こうした傾向は、帯広市に限ったことではない。人口が減少すると同時に高齢化も進む。市場が縮小する中で、総合スーパー、食品スーパーは、相互の競合に加え、カテゴリーキラーやドラッグストアの進出、さらにネット通販との競合の中で、淘汰が進んでいる。
全国各地で百貨店の廃業、倒産が話題になっているが、さらに地方の食品スーパー、そして総合スーパーの撤退、廃業、倒産が目立ちつつある。
「百貨店と同様に大型スーパーが撤退した後のビルの撤去や活用に関しては、今後、地域社会の大きな問題になる。結局、自治体が負担して撤去ということが続くことだけは避けたい。」ある地方自治体の幹部職員は、そうした事態も想定しての検討が必要だと指摘する。
・地域の中で商業をどう位置づけるか
「百貨店や総合スーパーに依存したまちづくりは、もう限界だ。ネット通販の普及と、ドラッグストアのスーパー化など、流通業界の変化に自治体などが立てている地域計画が合わなくなっている。」近畿地方のある地方議員は、このように指摘し、商業施設の適正配置なども含め、これまでの規制緩和に傾斜しすぎた地域計画や商業振興策を見直す時期だと言う。
流通業界の変革が進む中で、百貨店や総合スーパーを中心市街地や駅前の集客施設として位置づける発想では、成り立たなくなっている。
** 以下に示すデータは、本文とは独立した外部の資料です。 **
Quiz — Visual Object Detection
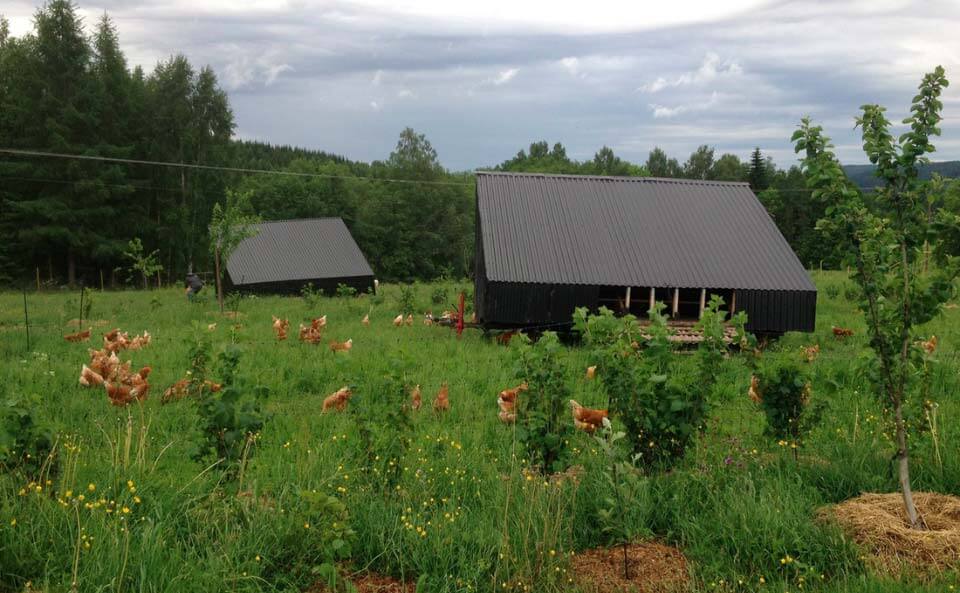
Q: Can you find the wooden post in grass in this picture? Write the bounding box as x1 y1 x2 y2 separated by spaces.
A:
22 287 30 351
100 269 104 291
78 284 84 328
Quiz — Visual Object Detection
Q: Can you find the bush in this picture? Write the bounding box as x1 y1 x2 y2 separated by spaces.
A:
752 354 822 449
824 284 840 300
513 332 573 473
397 284 416 315
0 393 54 478
430 286 448 306
351 360 413 492
301 282 321 308
335 283 357 298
帯広市では、屋台村や馬車BARなど様々な取り組みが行われている。閉店した「藤丸百貨店」の再開に関しても、動きがあるようだ。
今後、地域の中で商業をどう位置づけるか。先進事例として、帯広の動きは注目できるだろう。帯広で起こっていることは、今後、全国でも起こりうることだからだ。